La classique comédie romantique à message social Felix & Meira de Maxime Giroux (Canada – sortie début 2015 par Urban Distribution), toutefois auréolée d’un double prix d’interprétation, rappelle trop Le cœur a ses raisons dont il partage le sujet (une femme se sent prise au piège au sein de sa communauté juive hassidique) et l’actrice principale Hadas Yaron. Finalement, ce sont les choix formels les plus traditionnels qui ont emmené cette sélection vers ses moments les plus décevants, même quand le sujet se veut métaphysique comme c’est le cas de Violent (Andrew Huculiak), fiction elle aussi artisanale mise en scène par un groupe de musiciens canadiens en Norvège. La babydoll ici est Dagny – une jeune fille qui, à l’heure de sa mort accidentelle, se souvient de ceux qui ont le plus compté pour elle… L’abstrait du propos empêche que le film décolle de son intrigue pour toucher à quelque chose de nouveau, ou au moins de captivant.
La mort aux trousses
Dès lors que les genres se mélangent et les limites se brouillent, les films de la compétition d’Amiens trouvent entre eux de plus profonds échos. La présence en compétition, parmi sept fictions, d’un documentaire (L’Abri de Fernand Melgar) est le premier signe de ce brouillage mis en relief par le directeur artistique Fabien Gaffez, que poursuivent la fiction-documentaire Le Challat de Tunis (sélection de l’ACID à Cannes cette année) et même le Colombien De la terre sur la langue. Le premier documentaire, prix de la meilleure réalisation au palmarès du festival et découvert lui aussi à Locarno cette année, a pour cœur et sujet un centre d’accueil pris d’assaut par des sans-abris que doivent filtrer les employés du centre, comme les vigiles d’une boîte de nuit… Un face à face, une plongée nuit après nuit, dans cet absurde ballet humain.

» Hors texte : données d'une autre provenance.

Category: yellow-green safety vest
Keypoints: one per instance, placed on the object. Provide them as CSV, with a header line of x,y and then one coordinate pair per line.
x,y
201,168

Le Challat de Tunis et De la terre sur la langue sont, avec le film d’ouverture, les plus grandes réussites de cette sélection : l’un mentant sur son genre, l’autre sur son propos. Le «documenteur» de Kaouter ben Hania part d’un ahurissant fait divers (un challat lacérait les fesses des femmes dans la ville de Tunis au début des années 2000) et la réalisatrice, qui vient précisément du documentaire, mélange entretiens avec de vraies victimes et recréations fictionnelles, pour un tableau drôle et glaçant des mœurs de la société tunisienne. De la terre sur la langue est de tous ces films le plus mal aimable, chronique familiale (deux cousins rejoignent leur tyran de grand-père pour disperser ensemble les cendres de leurs femme et grand-mère respective) avec pour protagoniste et sujet un chien-fou, macho, sauvage, ultra-violent et libre… Entre documentaire et fiction (des images de famille, placées en exergue et au générique de fin du film, lui donnent aussi le signe d’une recréation fictionnelle, même s’il s’agit d’un point de départ intime et familial et non social), entre fable et témoignage, le film du Rubén Mendoza a l’audace de laisser planer le doute sur la relation entre les trois personnages principaux : le grand-père odieux et enragé et ses petits-enfants, blasés mais affectueux. Dans un ultime décrochage, le réalisateur fait croire dans une séquence en fait onirique que la violence et le manque de respect du grand-père se sont propagés aux autres personnages. Mais le film a menti, et revendique in fine une tendresse et une douceur salutaires.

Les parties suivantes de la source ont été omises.